The campaign also attempts to exploit a modified version of CVE-2017-3881, a previously patched Telnet vulnerability that the attackers have adapted to enable arbitrary memory read and write operations. This dual-vulnerability approach increases the likelihood of successful compromise and provides alternative access methods if primary exploitation attempts fail.

Implications for enterprise network security

The Operation Zero Disco campaign highlights critical vulnerabilities in enterprise network security architectures that rely heavily on perimeter defense models. Organizations that assume their internal network devices are inherently secure face significant risks when sophisticated attackers compromise core infrastructure components. The ability to transform network switches into attack platforms demonstrates how traditional security boundaries become meaningless when fundamental network infrastructure is compromised.

The targeting of older Linux systems without endpoint detection and response capabilities reveals strategic threat actor planning focused on environments with limited security visibility. Many organizations deploy network devices with minimal security monitoring, creating blind spots that sophisticated attackers can exploit for extended periods.
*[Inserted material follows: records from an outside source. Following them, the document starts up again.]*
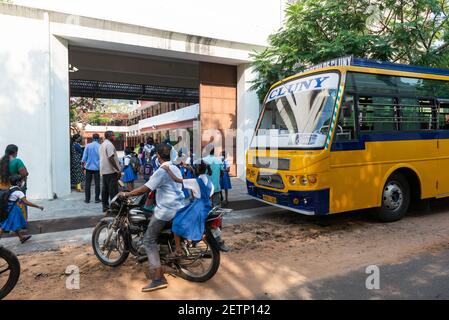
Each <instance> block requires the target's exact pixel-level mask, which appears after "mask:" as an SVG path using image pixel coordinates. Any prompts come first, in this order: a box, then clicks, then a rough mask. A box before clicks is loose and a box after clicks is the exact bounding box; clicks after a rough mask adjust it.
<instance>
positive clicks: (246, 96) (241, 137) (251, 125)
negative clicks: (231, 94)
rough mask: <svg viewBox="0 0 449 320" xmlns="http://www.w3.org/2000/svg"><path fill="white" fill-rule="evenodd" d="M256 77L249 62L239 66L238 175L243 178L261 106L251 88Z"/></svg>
mask: <svg viewBox="0 0 449 320" xmlns="http://www.w3.org/2000/svg"><path fill="white" fill-rule="evenodd" d="M255 77H256V74H255V73H254V72H253V70H252V68H251V67H250V65H249V64H241V65H239V66H238V67H237V139H236V144H237V146H236V149H237V176H238V177H240V178H242V179H243V178H245V174H246V165H245V163H246V151H247V150H248V147H249V144H250V143H251V138H252V136H253V133H254V128H255V126H256V122H257V119H258V116H259V111H260V107H261V106H260V103H259V100H258V98H257V95H256V93H255V92H254V91H252V90H250V87H251V85H252V84H251V81H252V80H254V78H255Z"/></svg>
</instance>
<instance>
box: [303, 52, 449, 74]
mask: <svg viewBox="0 0 449 320" xmlns="http://www.w3.org/2000/svg"><path fill="white" fill-rule="evenodd" d="M340 66H341V67H343V66H354V67H364V68H374V69H384V70H396V71H402V72H413V73H426V74H433V75H441V76H449V69H442V68H430V67H422V66H413V65H408V64H401V63H393V62H387V61H380V60H369V59H362V58H356V57H354V56H347V57H342V58H337V59H333V60H329V61H326V62H323V63H320V64H318V65H315V66H312V67H310V68H307V69H306V70H304V71H311V70H316V69H321V68H325V67H340Z"/></svg>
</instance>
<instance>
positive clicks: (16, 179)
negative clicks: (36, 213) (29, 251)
mask: <svg viewBox="0 0 449 320" xmlns="http://www.w3.org/2000/svg"><path fill="white" fill-rule="evenodd" d="M9 180H10V183H11V188H10V189H9V190H8V194H7V196H8V197H7V203H6V205H5V206H3V203H2V208H1V209H0V210H1V211H2V212H1V213H2V214H1V216H2V219H1V221H0V235H1V234H3V233H4V232H13V233H15V234H16V235H17V236H18V237H19V239H20V242H21V243H24V242H25V241H27V240H28V239H30V238H31V235H27V234H25V229H26V227H27V221H26V220H25V217H24V216H23V213H22V210H21V209H20V208H19V206H18V204H19V203H22V204H24V205H26V206H28V207H33V208H38V209H40V210H44V207H41V206H38V205H37V204H34V203H32V202H30V201H29V200H27V198H26V196H25V194H24V193H23V191H22V188H23V186H24V185H25V181H24V179H23V177H22V176H20V175H13V176H11V177H10V178H9Z"/></svg>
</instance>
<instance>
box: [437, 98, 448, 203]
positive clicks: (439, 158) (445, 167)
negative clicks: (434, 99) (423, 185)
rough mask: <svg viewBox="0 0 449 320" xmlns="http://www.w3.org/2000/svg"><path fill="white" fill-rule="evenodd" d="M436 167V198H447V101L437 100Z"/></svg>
mask: <svg viewBox="0 0 449 320" xmlns="http://www.w3.org/2000/svg"><path fill="white" fill-rule="evenodd" d="M437 107H438V143H437V146H438V167H437V194H438V195H437V196H438V197H447V196H449V99H437Z"/></svg>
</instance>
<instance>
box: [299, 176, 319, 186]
mask: <svg viewBox="0 0 449 320" xmlns="http://www.w3.org/2000/svg"><path fill="white" fill-rule="evenodd" d="M299 181H300V183H301V185H303V186H307V185H311V184H315V183H316V182H317V176H316V174H309V175H307V176H305V175H304V176H299Z"/></svg>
The rootkit’s fileless characteristics and memory-based persistence mechanisms make detection particularly challenging without specialized forensic capabilities.

CISA’s vulnerability database continues to track similar infrastructure-focused attacks, emphasizing the need for comprehensive asset management and vulnerability tracking programs. Organizations must implement robust patch management procedures for network infrastructure devices, which are often overlooked in favor of server and endpoint security initiatives. The campaign underscores the importance of treating network devices as critical security assets requiring the same level of protection and monitoring as traditional IT systems.

The sophisticated nature of the attacks suggests that detection and response capabilities must evolve to address infrastructure-level threats. Traditional network monitoring tools may not identify the subtle behavioral changes associated with rootkit-infected devices, requiring specialized detection capabilities and forensic analysis procedures to identify compromised systems effectively.